In chapter 4, I apply the currently best possible methods to generate accurate SDMs and estimate the range size of species to the large dataset of Gabonese plant species records. All significant SDMs are used here to assess the unique contribution of narrow-ranged, widespread, and randomly selected species to patterns of species richness and weighted endemism. When range sizes of species are defined based on their full range in tropical Africa, random subsets of species best represent the pattern of species richness, followed by narrow-ranged species. Narrow-ranged species best represent the weighted endemism pattern. Moreover, the results show that the applied criterion of widespread and narrow-ranged is crucial. Too often, range sizes of species are computed on their distribution within a study area defined by political borders. I recommend to use the full range size of species instead. Secondly, the use of widespread species, of which often more data are available, as an indicator of diversity patterns should be reconsidered.
The effect of global climate change on the distribution patterns of Gabonese plant species is assed in chapter 5 using SDMs projected to the year 2085 for two climate change scenarios assuming either full or no dispersal. In Gabon, predicted loss of plant species ranges from 5% assuming full dispersal to 10% assuming no dispersal. However, these numbers are likely to be substantially higher, as for many rare, narrow-ranged species no significant SDMs could be generated. Predicted species turnover is as high as 75% and species-rich areas are predicted to loose many species. The explanatory power of individual future climate anomalies to predicted future species richness patterns is quantified. Species loss is best explained by increased precipitation in the dry season. Species gain and species turnover are correlated with a shift from extreme to average values of annual temperature range.
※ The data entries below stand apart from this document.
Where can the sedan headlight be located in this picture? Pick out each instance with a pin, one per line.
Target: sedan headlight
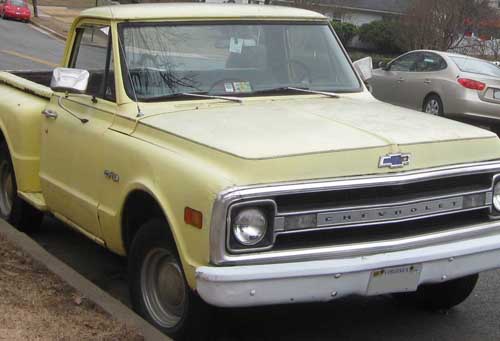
(496, 196)
(250, 226)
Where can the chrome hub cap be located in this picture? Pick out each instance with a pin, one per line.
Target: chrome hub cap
(163, 289)
(432, 107)
(7, 189)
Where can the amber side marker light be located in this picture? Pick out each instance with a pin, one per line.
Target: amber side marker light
(193, 217)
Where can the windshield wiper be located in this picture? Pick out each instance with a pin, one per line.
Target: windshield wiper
(201, 95)
(291, 88)
(329, 94)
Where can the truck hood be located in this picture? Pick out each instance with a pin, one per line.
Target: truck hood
(283, 128)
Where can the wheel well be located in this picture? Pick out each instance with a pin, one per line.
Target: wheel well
(139, 208)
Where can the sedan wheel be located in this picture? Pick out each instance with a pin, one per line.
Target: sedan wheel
(433, 106)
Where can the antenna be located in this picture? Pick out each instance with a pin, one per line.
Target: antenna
(139, 112)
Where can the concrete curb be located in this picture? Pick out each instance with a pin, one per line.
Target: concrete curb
(49, 31)
(108, 303)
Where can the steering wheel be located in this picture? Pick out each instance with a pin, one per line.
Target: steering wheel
(225, 80)
(306, 72)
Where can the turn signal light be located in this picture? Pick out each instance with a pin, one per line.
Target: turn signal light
(471, 84)
(193, 217)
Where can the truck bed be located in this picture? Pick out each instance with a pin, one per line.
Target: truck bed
(23, 96)
(33, 82)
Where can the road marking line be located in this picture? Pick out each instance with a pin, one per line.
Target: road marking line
(33, 59)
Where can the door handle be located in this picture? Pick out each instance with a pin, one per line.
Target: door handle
(49, 114)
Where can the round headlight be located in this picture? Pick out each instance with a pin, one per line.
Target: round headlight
(496, 196)
(250, 226)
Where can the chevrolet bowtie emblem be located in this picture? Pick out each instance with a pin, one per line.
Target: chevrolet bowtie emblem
(394, 160)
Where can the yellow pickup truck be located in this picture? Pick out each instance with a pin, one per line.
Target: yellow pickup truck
(235, 156)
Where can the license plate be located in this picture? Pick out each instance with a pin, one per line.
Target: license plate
(396, 279)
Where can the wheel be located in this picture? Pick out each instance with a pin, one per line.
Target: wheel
(12, 208)
(158, 288)
(433, 105)
(441, 296)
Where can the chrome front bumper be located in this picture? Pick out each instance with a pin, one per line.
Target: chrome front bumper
(325, 280)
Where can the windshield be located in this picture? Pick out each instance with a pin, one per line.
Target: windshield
(18, 3)
(476, 66)
(232, 59)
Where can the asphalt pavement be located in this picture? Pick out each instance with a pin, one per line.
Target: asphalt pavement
(354, 318)
(24, 47)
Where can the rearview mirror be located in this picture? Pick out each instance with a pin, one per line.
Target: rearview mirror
(70, 80)
(364, 67)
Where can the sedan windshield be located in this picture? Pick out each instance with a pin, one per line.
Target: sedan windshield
(166, 60)
(476, 66)
(18, 3)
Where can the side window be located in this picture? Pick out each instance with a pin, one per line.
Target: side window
(406, 63)
(92, 52)
(430, 62)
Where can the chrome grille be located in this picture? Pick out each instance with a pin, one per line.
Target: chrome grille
(357, 215)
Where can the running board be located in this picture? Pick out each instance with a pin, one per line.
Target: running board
(35, 199)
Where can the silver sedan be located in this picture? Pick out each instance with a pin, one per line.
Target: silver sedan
(441, 83)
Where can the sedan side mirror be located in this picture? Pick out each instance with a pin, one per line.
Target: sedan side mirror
(70, 80)
(364, 67)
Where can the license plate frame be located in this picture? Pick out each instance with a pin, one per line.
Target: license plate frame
(394, 279)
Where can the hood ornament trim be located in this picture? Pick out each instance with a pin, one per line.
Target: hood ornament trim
(397, 160)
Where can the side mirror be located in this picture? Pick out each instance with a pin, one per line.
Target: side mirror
(70, 80)
(364, 67)
(383, 65)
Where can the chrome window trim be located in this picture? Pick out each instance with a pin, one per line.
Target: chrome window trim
(226, 198)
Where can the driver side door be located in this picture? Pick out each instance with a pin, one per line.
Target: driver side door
(72, 164)
(389, 85)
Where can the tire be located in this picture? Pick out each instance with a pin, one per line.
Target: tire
(441, 296)
(12, 208)
(153, 259)
(433, 105)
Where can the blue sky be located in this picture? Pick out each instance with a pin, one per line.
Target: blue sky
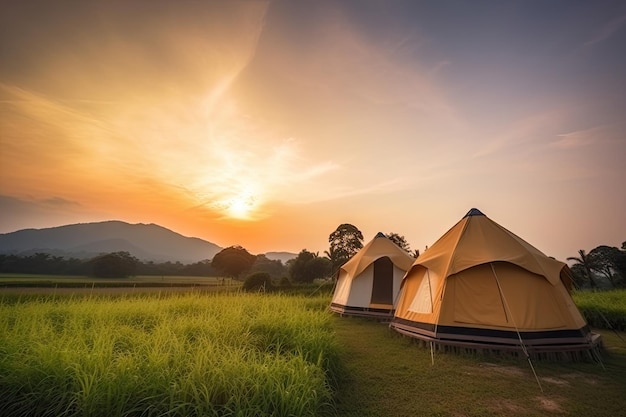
(268, 124)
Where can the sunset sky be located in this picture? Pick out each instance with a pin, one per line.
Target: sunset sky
(268, 124)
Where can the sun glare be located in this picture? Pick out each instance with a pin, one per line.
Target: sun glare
(240, 206)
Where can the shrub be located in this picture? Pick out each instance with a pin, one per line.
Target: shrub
(258, 281)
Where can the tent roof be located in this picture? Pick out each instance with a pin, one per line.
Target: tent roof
(476, 240)
(378, 247)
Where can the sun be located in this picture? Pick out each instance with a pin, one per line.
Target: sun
(241, 205)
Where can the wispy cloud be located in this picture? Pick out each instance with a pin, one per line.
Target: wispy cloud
(594, 136)
(607, 31)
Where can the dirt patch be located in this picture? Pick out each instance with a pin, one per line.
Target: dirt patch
(549, 404)
(502, 370)
(555, 381)
(578, 377)
(508, 407)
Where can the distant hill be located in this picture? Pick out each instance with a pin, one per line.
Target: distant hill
(147, 242)
(281, 256)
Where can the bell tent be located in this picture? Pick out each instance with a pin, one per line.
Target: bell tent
(482, 287)
(368, 283)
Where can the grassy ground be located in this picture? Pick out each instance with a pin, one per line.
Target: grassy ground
(387, 374)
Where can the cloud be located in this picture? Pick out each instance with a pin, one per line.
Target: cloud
(594, 136)
(607, 31)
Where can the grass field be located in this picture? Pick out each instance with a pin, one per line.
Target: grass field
(605, 309)
(233, 354)
(179, 355)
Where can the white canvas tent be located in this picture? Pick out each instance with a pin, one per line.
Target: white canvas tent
(368, 284)
(481, 286)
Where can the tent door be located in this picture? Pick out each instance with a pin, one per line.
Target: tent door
(382, 288)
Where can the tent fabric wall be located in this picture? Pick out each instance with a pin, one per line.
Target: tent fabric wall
(380, 262)
(481, 284)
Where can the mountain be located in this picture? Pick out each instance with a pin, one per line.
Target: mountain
(147, 242)
(281, 256)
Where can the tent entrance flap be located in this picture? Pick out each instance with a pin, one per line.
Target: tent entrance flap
(382, 288)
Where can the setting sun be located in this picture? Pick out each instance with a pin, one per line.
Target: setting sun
(240, 206)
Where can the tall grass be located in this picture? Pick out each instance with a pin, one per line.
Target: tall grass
(603, 309)
(180, 355)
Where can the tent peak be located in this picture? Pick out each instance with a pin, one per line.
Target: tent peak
(474, 212)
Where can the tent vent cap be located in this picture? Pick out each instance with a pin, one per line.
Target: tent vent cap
(474, 212)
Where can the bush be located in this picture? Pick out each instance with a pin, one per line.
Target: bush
(258, 281)
(284, 282)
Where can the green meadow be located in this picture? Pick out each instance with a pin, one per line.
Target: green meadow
(235, 354)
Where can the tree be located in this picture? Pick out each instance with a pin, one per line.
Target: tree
(579, 275)
(259, 281)
(606, 261)
(308, 266)
(114, 265)
(586, 264)
(345, 241)
(400, 241)
(233, 261)
(274, 267)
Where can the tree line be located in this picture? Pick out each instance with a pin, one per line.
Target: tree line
(603, 267)
(234, 261)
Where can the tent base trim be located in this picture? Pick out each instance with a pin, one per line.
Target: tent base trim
(587, 344)
(361, 311)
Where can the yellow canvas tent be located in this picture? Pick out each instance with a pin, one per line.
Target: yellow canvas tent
(482, 286)
(368, 284)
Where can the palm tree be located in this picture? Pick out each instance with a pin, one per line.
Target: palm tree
(585, 261)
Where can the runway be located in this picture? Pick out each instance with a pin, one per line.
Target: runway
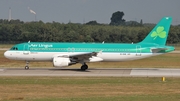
(92, 72)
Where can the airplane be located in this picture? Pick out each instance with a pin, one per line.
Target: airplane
(66, 54)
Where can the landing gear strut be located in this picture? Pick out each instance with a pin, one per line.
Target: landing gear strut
(84, 67)
(26, 67)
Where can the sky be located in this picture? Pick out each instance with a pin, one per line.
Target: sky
(83, 11)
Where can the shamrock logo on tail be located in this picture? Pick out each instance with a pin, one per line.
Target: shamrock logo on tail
(159, 32)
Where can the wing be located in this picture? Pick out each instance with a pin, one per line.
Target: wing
(156, 50)
(81, 57)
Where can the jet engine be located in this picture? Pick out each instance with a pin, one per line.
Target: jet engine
(61, 62)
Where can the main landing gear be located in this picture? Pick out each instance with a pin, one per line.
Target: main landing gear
(84, 67)
(27, 67)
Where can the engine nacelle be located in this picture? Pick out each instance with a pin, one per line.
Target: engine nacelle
(61, 62)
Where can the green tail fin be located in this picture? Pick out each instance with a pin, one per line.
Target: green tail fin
(160, 32)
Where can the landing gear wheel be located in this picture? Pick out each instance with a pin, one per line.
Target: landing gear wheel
(26, 67)
(84, 67)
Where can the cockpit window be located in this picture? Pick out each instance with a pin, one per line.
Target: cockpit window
(14, 48)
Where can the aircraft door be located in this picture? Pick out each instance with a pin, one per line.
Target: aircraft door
(138, 50)
(71, 50)
(26, 49)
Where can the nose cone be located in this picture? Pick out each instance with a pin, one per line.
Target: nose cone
(6, 54)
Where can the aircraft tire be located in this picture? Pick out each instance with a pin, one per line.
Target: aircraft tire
(26, 67)
(84, 67)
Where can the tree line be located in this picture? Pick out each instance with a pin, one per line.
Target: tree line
(19, 31)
In the final chapter, the results are placed in a wider scientific context. First, the results on the methodological aspects of SDMs and their implications of the SDM pipeline are discussed. The method presented in this thesis to simulate large numbers of species offers opportunities to systematically investigate other matters of the pipeline, some of which are discussed here. Secondly, the factors that shape the current and predicted future patterns of plant species richness in Gabon are discussed including the location of centres of species richness and of weighted endemism in relation to the hypothesized location of glacial forest refugia. Factors that may contribute to the lower species richness of African rainforests compared with South American and Asian forests are discussed. I conclude by reflecting on the conservation of the Gabonese rainforest and its plant species as well as on the opportunities SDMs offer for this in the wider socio-economic context of a changing world with growing demand for food and other ecosystem services.